Sovraindebitamento – debiti ed esdebitazione [Commento 4]

  • elena1972 4 ottobre 2014 at 12:06

    Buongiorno,
    il curatore fallimentare non si sta dimostrando molto collaborativo nel fornirmi le date che lei mi ha indicato nella risposta.
    Insisterò comunque perché, visto che intendo rivolgermi ad un avvocato per verificare la sussistenza delle richieste dell'Agenzia delle entrate, o a me o all'avocato queste date dovrà fornirle.
    Saluti.

    • Simone di Saintjust 4 ottobre 2014 at 12:28

      Grazie per il feedback. A nostro parere dovrebbe essere l'avvocato a presentare al curatore fallimentare una formale istanza di accesso agli atti, motivando dettagliatamente l'interesse del cliente nell'acquisire tali informazioni. Se l'Agenzia delle entrate e l'INPS hanno effettuato il tentativo di insinuazione al passivo ed il curatore fallimentare ha loro opposto un diniego non propriamente conforme alle vigenti procedure, può essere anche comprensibile l'atteggiamento non collaborativo. Lei potrebbe richiedere al curatore i danni equivalenti agli importi che dovrà versare ai creditori non insinuati nella procedura fallimentare.

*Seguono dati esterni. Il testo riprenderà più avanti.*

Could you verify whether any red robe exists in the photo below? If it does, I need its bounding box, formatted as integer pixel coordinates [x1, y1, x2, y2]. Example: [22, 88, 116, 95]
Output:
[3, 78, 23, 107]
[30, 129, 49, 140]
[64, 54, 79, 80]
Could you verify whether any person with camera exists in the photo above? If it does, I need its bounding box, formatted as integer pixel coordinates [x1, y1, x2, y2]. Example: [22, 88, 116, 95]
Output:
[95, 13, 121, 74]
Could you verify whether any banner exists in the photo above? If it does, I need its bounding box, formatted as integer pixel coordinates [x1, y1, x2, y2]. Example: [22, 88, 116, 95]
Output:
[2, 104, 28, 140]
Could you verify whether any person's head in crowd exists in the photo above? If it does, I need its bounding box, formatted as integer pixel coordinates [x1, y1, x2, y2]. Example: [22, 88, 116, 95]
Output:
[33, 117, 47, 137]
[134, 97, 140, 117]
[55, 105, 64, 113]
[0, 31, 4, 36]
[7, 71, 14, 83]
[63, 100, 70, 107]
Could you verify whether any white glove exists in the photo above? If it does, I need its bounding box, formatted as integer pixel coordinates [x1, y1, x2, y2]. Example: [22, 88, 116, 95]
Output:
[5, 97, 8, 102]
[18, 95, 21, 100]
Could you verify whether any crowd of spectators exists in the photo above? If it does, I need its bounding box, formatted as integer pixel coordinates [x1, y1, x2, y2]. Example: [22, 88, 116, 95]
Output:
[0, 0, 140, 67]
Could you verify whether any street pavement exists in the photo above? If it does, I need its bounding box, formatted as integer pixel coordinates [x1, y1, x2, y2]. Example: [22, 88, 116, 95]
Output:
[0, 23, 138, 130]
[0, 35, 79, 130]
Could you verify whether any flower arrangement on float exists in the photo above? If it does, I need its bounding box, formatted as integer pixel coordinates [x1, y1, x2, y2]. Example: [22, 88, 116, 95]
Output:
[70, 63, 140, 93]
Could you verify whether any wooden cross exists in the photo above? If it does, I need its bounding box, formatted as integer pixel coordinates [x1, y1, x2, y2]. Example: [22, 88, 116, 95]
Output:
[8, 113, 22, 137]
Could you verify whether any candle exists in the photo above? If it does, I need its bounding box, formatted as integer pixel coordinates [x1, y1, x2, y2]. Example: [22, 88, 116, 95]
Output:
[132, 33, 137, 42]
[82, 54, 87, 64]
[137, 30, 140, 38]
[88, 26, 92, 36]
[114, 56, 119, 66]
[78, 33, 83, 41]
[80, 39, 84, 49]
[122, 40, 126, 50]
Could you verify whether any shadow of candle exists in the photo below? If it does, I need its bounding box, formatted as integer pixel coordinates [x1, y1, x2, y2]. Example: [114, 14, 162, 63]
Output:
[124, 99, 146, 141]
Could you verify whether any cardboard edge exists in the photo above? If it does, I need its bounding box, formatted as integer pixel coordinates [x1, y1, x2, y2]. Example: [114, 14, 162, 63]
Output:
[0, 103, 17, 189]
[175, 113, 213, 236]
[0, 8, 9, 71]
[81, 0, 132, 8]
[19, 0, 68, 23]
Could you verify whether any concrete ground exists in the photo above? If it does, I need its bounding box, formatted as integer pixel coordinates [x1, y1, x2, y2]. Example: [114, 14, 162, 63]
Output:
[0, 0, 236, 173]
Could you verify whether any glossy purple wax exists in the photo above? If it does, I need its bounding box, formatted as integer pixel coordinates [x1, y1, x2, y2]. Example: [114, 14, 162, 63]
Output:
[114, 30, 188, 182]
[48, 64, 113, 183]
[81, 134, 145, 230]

      D'altra parte, è normale anche non attendersi un atteggiamento collaborativo da parte di Agenzia delle Entrate ed INPS. Non hanno alcun interesse a fornire informazioni che potrebbero mettere in risalto la tardività negligente nella presentazione di una richiesta di insinuazione al passivo, nè la loro eventuale esclusione illegittima. L'ammissione al passivo fallimentare avrebbe al massimo comportato un rimborso parziale dei crediti vantati, rimborso che nella situazione attuale possono esigere integralmente, come del resto hanno fatto.

      Comunque, le formuliamo l'auspicio che la questione possa risolversi per lei in modo favorevole.